RSA 507-B:2 creates an exception to the immunity for injuries “arising out of ownership, occupation, maintenance or operation of all motor vehicles, and all premises” not including streets, sidewalks and highways. In addition, the New Hampshire Supreme Court has upheld the doctrine of discretionary function immunity, which applies to “the exercise of an executive or planning function involving the making of a basic policy decision which is characterized by the exercise of a high degree of official judgment or discretion.” See Merrill v. Manchester.
The limits of liability and the discretionary function immunity have repeatedly been addressed by the New Hampshire Supreme Court, most recently in Dichiara v. Sanborn Regional School District (2013) and Huckins v. McSweeney (2014).
In Dichiara, the plaintiff was injured while participating in a high school basketball tryout at Sanborn Regional High School. The plaintiff filed a negligence action, and the trial court granted summary judgment, ruling that the plaintiff’s injury did not arise out of the ownership, occupation, maintenance or operation of motor vehicles or premises.

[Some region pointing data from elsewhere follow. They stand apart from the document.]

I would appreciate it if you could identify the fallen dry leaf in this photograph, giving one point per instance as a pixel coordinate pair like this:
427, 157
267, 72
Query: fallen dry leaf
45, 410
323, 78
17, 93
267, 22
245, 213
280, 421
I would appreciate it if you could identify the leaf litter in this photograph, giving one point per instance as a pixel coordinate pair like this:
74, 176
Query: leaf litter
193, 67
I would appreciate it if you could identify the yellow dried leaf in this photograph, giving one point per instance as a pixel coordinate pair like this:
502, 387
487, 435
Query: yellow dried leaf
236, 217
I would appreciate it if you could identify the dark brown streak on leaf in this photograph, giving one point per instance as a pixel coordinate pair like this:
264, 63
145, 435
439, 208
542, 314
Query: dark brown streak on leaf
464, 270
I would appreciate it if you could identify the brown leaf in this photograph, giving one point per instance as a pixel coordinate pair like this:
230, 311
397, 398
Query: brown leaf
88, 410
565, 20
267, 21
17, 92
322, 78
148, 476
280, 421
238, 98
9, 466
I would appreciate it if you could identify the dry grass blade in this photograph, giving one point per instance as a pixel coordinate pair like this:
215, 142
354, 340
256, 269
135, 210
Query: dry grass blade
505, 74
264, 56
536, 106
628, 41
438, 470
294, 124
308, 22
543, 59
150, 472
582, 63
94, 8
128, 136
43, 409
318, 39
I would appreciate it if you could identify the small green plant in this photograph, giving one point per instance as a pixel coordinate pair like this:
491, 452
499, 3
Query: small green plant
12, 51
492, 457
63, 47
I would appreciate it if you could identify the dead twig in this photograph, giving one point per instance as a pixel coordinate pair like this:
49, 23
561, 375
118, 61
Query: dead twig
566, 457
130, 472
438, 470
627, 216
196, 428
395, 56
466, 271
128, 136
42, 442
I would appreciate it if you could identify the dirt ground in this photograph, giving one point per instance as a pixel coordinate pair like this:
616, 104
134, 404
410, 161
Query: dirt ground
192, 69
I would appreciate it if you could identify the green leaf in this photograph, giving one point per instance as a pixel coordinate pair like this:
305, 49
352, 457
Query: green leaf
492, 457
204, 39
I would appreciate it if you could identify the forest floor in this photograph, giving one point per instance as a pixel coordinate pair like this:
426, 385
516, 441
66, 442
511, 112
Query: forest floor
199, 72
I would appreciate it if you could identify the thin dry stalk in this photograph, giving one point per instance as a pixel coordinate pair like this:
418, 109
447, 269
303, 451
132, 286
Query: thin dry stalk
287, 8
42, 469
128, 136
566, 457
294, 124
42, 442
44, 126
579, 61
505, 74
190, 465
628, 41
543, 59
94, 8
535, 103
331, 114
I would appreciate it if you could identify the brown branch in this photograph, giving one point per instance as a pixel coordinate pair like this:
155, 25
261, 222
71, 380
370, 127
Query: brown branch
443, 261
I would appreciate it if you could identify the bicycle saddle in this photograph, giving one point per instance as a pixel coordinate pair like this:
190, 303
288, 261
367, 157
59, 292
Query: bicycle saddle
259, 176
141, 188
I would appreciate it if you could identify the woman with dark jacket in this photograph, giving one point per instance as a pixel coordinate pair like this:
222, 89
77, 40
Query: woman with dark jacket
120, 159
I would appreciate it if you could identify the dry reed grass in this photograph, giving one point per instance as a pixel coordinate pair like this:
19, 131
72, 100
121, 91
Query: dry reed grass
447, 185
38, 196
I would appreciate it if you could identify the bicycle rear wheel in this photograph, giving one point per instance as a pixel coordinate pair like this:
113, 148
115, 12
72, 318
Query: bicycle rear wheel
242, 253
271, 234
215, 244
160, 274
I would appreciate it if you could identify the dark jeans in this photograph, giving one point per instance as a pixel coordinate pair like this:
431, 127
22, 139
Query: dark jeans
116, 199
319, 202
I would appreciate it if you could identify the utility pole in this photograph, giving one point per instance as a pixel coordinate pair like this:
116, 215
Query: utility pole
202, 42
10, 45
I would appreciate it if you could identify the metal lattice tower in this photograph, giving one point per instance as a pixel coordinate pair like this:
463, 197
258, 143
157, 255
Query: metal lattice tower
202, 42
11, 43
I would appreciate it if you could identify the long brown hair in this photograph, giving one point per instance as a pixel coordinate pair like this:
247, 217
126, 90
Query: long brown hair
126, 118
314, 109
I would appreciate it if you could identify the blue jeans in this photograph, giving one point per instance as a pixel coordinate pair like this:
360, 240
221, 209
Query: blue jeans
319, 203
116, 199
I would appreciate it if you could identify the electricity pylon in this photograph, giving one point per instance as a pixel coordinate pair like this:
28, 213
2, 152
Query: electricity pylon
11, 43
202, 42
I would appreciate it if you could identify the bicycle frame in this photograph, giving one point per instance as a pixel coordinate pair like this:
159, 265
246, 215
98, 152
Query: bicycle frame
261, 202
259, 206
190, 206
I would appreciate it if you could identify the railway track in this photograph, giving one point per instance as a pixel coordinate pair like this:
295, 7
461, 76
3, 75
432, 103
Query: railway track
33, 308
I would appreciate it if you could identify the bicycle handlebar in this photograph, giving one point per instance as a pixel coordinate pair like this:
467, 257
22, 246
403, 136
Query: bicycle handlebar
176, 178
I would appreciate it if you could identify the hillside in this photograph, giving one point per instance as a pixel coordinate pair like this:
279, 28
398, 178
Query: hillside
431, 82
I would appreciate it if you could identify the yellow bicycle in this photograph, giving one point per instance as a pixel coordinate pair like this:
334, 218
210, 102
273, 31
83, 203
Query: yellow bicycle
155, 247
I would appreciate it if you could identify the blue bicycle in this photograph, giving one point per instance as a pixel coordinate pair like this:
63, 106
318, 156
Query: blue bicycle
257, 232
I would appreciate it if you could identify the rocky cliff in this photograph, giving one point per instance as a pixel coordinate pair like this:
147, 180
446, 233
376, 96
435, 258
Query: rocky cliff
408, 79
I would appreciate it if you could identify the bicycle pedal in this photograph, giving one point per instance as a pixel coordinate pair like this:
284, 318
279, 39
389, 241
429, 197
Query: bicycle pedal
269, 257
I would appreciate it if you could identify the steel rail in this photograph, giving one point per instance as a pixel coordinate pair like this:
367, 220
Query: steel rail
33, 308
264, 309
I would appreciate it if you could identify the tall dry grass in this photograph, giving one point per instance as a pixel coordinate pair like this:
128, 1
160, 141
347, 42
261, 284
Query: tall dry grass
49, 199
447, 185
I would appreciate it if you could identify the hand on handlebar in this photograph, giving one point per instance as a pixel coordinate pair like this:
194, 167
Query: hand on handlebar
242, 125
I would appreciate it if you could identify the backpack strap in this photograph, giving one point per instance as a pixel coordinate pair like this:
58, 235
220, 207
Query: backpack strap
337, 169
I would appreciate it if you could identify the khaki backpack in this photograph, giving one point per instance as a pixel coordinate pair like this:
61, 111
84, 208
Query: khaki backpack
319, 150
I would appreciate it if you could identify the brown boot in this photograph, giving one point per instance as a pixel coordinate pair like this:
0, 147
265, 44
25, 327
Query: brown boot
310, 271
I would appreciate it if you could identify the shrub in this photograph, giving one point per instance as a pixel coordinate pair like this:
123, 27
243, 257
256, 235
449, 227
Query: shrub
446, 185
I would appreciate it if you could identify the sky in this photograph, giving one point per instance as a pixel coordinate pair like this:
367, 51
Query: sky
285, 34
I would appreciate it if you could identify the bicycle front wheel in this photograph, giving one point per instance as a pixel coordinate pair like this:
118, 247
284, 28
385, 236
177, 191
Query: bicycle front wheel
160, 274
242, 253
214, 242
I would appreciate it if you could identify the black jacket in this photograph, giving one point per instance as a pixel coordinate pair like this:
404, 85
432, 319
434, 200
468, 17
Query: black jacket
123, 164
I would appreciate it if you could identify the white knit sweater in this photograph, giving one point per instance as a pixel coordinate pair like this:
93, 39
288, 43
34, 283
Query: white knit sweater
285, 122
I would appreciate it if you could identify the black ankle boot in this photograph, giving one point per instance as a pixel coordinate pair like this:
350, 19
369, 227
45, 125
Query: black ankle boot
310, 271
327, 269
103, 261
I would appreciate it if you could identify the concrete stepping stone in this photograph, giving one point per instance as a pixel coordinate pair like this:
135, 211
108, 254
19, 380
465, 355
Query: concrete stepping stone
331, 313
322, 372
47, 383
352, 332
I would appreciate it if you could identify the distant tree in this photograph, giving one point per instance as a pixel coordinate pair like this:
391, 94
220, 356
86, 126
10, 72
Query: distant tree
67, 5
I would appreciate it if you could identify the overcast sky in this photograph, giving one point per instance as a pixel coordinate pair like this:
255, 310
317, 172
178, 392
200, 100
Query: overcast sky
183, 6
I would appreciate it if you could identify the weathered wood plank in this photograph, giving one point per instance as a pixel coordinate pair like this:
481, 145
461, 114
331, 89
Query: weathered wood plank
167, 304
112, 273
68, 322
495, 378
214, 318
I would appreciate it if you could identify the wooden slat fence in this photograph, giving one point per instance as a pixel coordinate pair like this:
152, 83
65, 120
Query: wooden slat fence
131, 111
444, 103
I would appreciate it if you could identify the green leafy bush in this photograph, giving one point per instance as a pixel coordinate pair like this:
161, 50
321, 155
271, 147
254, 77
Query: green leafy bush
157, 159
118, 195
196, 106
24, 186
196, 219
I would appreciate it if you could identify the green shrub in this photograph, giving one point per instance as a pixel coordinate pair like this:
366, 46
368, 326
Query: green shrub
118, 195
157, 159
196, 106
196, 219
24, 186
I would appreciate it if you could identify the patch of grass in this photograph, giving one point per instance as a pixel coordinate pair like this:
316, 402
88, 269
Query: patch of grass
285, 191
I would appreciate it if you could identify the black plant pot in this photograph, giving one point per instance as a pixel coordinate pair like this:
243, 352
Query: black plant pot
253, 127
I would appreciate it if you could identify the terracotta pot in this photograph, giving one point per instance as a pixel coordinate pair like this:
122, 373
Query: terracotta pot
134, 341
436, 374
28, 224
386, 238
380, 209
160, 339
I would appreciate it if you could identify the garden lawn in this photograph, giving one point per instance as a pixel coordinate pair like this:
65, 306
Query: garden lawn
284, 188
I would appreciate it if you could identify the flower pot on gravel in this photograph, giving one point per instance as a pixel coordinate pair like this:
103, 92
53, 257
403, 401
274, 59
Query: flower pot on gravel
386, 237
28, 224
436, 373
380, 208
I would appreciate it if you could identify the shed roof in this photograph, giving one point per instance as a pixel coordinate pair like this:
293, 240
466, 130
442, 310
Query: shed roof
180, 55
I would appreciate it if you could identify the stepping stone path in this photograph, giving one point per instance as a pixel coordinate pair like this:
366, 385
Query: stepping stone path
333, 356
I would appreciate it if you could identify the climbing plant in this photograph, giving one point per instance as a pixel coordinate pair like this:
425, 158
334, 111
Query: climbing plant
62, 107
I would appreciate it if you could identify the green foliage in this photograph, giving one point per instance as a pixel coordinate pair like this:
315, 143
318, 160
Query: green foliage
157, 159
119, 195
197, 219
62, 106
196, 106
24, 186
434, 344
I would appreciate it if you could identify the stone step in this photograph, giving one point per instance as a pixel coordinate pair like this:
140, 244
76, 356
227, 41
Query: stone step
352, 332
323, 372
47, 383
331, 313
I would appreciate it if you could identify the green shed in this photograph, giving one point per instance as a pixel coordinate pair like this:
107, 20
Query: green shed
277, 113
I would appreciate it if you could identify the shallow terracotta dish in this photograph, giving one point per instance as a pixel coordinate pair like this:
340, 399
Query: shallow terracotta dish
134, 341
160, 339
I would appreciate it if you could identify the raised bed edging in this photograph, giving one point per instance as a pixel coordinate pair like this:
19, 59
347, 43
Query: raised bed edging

According to the Dichiara decision, the plaintiff argued on appeal that municipal liability for negligence was not limited to negligence related to the ownership, occupation, maintenance or operation of motor vehicles or premises. The court rejected the argument and held that RSA 507-B:2 grants liability for personal injury “only when there is a nexus between the injury and a governmental unit’s ownership, occupation, maintenance, or operation of a motor vehicle or premises.”
A prior case, Hacking v. Belmont (1999), addressed a virtually identical factual situation to Dichiara. The plaintiff was injured during a basketball game and brought claims of negligence against the town and school district. The Hacking court did not address whether the conduct of a basketball game constituted the ownership, occupation, maintenance or operation of the premises. Rather, the court discussed discretionary function immunity and held that it did not apply to the decisions of the coaches and referees during the basketball game.
The Dichiara decision did not mention Hacking, but noted that the plaintiff had not challenged the trial court’s ruling that his injuries arose out of the ownership, maintenance or operation of the premises. Apparently this finding distinguishes Dichiara from Hacking. If that is the case, it remains an open question as to whether conducting a sporting event on a school premises constitutes ownership, maintenance or operation of the premises.
In Huckins v. McSweeney (2014), the NH Supreme Court addressed whether RSA 507-B:2 and 5 were constitutional, to the extend they prevent recovery on a claim of respondeat superior for the intentional tort of a municipal employee.
In Huckins, the plaintiff alleged civil battery because a police officer used his stun gun multiple times. The court held that RSA 507-B:2 and 5 “provide immunity to municipalities for any intentional tort committed by a municipal employee under the same terms and conditions as RSA 541-B:19 provides sovereign immunity to the State for any intentional tort committed by a State employee.”
This ruling extended immunity to any municipal employee who commits an intentional tort if the “employee whose conduct gives rise to the claim reasonably believes, at the time of the acts or omissions complained of, that his conduct was lawful, and provided further that the acts complained of were within the scope of official duties of the employee.”
The Huckins decision acknowledged the plaintiff’s argument that Dichiara resulted in different treatment for those injured by negligent municipal employees versus those injured by negligent state employees. The court declined to address the argument, as there was no claim of negligence in the Huckins case.
While there remain open issues, such as an equal protection argument on the constitutionality of RSA 507-B:2 and RSA 507-B:5 relative to negligence claims, Dichiara and Huckins have certainly honed the edge of municipal liability. Plaintiff’s counsel should take care in tailoring pleadings to ensure they are describing causes of action that remain viable in light of these recent decisions.
Michael McGrath is a partner at Upton & Hatfield and is the current president of the New Hampshire Association for Justice. His practice focuses on personal injury, employment and civil litigation.